— Так что ж? Пусть узнают! Разве я теперь беглый острожник? Я теперь казак запорожского войска, и пусть-ка попробуют меня пальцем тронуть! — произнес Петр, усмехаясь. — Вот мы и пришли, — продолжал он, указывая на видневшийся на противоположном берегу сквозь сумерки небольшой, покосившийся от ветхости, дом.
Нашли какого-то мужичка, который перевез их на тот берег в полугнилом челноке. Скоро приятели были уже у калитки, и казак три раза ударил в нее кулаком.
Со двора донесся громкий лай собаки. Чей-то голос прикрикнул на нее. Послышался звук шагов, и калитка со скрипом отворилась.
III
У ведуньи
Перед приятелями появилась просто одетая еще не старая женщина. Лицо ее носило отпечаток нерусского происхождения. Она была смугла и черноволоса. Несколько мелких морщин виднелось около ее больших, черных глаз с умным и несколько лукавым выражением. Поперек лба тянулась темная полоса, словно делившая его на две части. Полоса эта придавала какой-то странный характер ее лицу и невольно бросалась в глаза.
— Здравствуйте, господа честные! — приветствовала она приятелей. — Милости прошу пожаловать!
— Здравствуй, Авдотья Степановна! Как Господь Бог носит? — произнес запорожец, входя вместе с Андреем Михайловичем во двор.
— Твоими молитвами, касатик, Петра Петрович! Спасибо за привет! Здорова, слава Богу!
— А я к тебе нового гостя привел. Приятели мы с ним сыздетства. Может, слышала про князя Бахметова?
— Еще б не слышать! Так это он самый и есть? Милости просим, соколик! — обратилась она к князю, — Право, соколик! Вся Москва про твою удаль толкует! Да чего же мы здесь-то стоим и калякаем! Пойдемте в избу… Там уж у меня немало собралось добрых молодцев, — прибавила она и повела друзей к дому.
Запорожец и Андрей Михайлович, войдя вслед за Авдотьей Степановной в небольшие сени, вошли в обширную горницу.

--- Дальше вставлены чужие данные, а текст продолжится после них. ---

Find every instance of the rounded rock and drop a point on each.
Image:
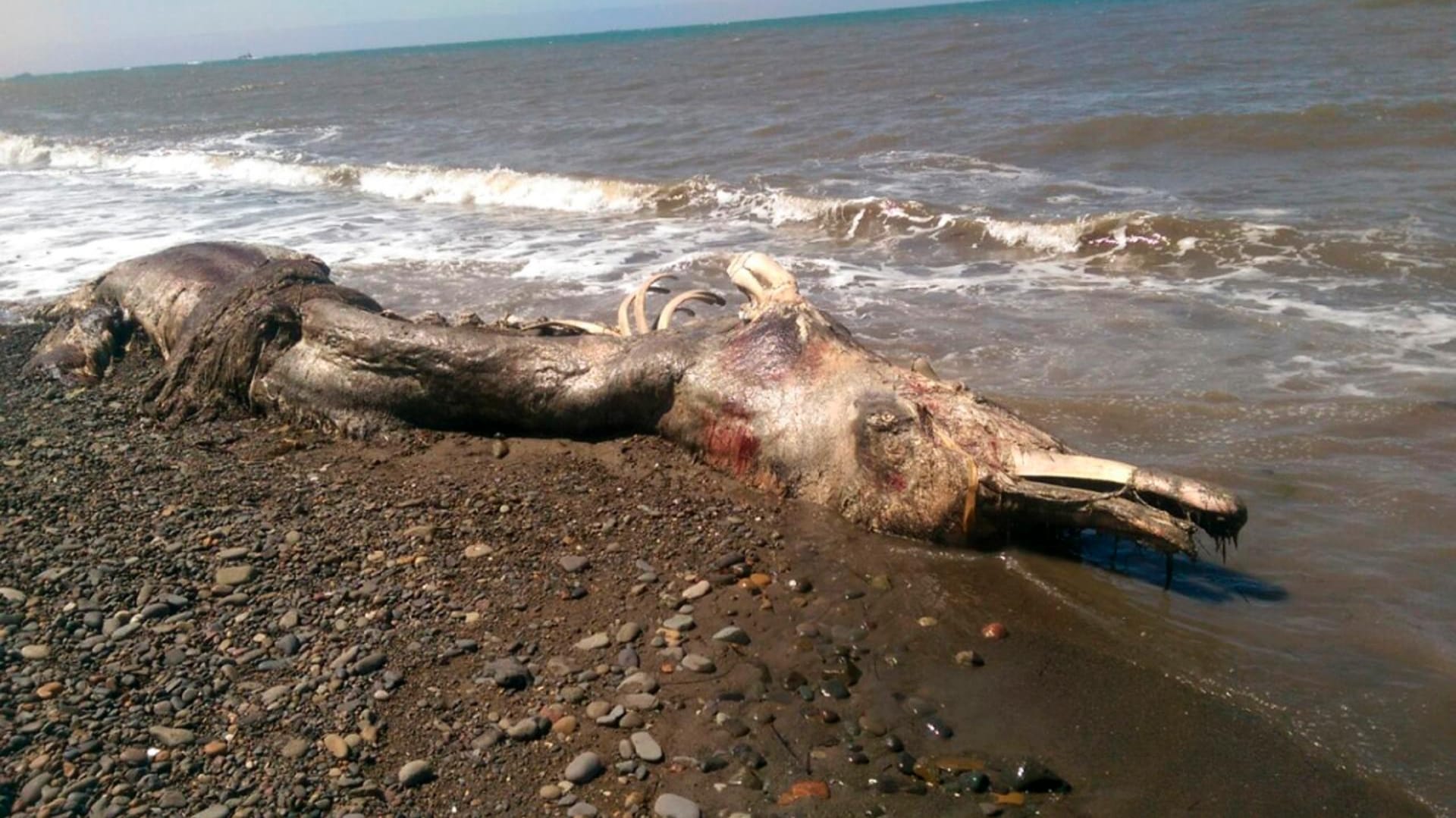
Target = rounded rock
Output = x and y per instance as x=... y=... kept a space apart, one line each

Там вдоль стен тянулись лавки; посредине стоял длинный и тяжелый дубовый стол, покрытый затейливо и пестро вышитой скатертью; в углу теплилась лампада перед божницей, переполненной образами.
В комнате было шумно и людно. Петр, очевидно, был знаком с большинством находящихся в комнате, преимущественно стрельцов и детей боярских, потому что, едва он показался в дверях, его приветствовали сразу несколько голосов. В числе гостей князь тоже нашел знакомого.
— А! И ты, Андрей Михайлыч, сюда пришел! Что, тоже, верно, с Данилой идти сбираешься? — обратился к князю невысокий плотный блондин лет тридцати.
— Да, — ответил князь, здороваясь с говорившим, и опускаясь рядом с ним на лавку. — А ты, Пров Семеныч?
— Иду, иду! Да что мне, бобылю, в Москве делать? Ни у меня жены, ни у меня малых детушек… Один, как перст! И убьют, так не беда!
— Полно! Может, Бог милостив, и целы выйдем.
— А цо мне, так все равно! Даже лучше, коли костьми за родину ляжешь!
— Что же ты это так? — удивленно спросил князь, — Али жизнь опостылела?
— Да, брат, скучно! — вздохнул Пров Семенович, — Э! Да что толковать об этом! Давай-ка лучше бражку тянуть из ковша кругового! Авдотья Степановна! Напень-ка нам бражки полный ковшичек! — обратился он к хозяйке.
Пользовавшийся в былое время славою весельчака, Пров Семенович Телешев стал совсем иным человеком с тех пор, как внезапно лишился молодой жены и двух детей, умерших от какого-то злого недуга. Мрачный и задумчивый, он оживлялся только в кругу товарищей за ковшом браги или стаканом зелена-вина.
Авдотья Степановна не замедлила исполнить просьбу Телешева, и ковш заходил вкруговую.
Андрей Михайлович, между тем рассматривал находившихся в комнате.
— Посмотри! Кто это такой? Не знаешь ли? — спросил он Прова Семеновича, указывая на сидевшего в стороне ото всех и все время молчавшего мужчину.
Это был татарин, судя по его маленьким косо прорезанным глазам, жидкой, козлиной бороде и щетине рыжих волос на голове, видимо, только что начинающих отрастать после бритья.
— Этот-то? Да, кажись, какой-то мурза татарский. Из Крыма. Говорит, к нам перешел потому, что у него с ханом нелады вышли… Ну, принял Христов закон, конечно.
— Что же, и он тоже с Адашевым?
— Да, как же! Надо ему показать царю-батюшке, что теперь верный слуга, хотя он и хочет идти своих братьев бить.
— Изменник! — презрительно проговорил Андрей Михайлович. — И отступник от веры отцов… Дрянь, должно быть, человек! Ты не знаешь, как его звать?
— Хорошо не знаю. Кажется, Шигаевым прозывается, — ответил Пров Семенович.
Ковш между тем продолжал ходить по рукам. Пили посменно, то брагу, то мед. Хмельная брага и крепкий московский мед оказывали свое действие. В горнице стало шумнее.
Князь повеселел под влиянием хмеля. Татарин Шигаев, усердно прикладывавшийся к ковшу, видимо, захмелел, с непривычки к спиртным напиткам. Он сидел покачиваясь.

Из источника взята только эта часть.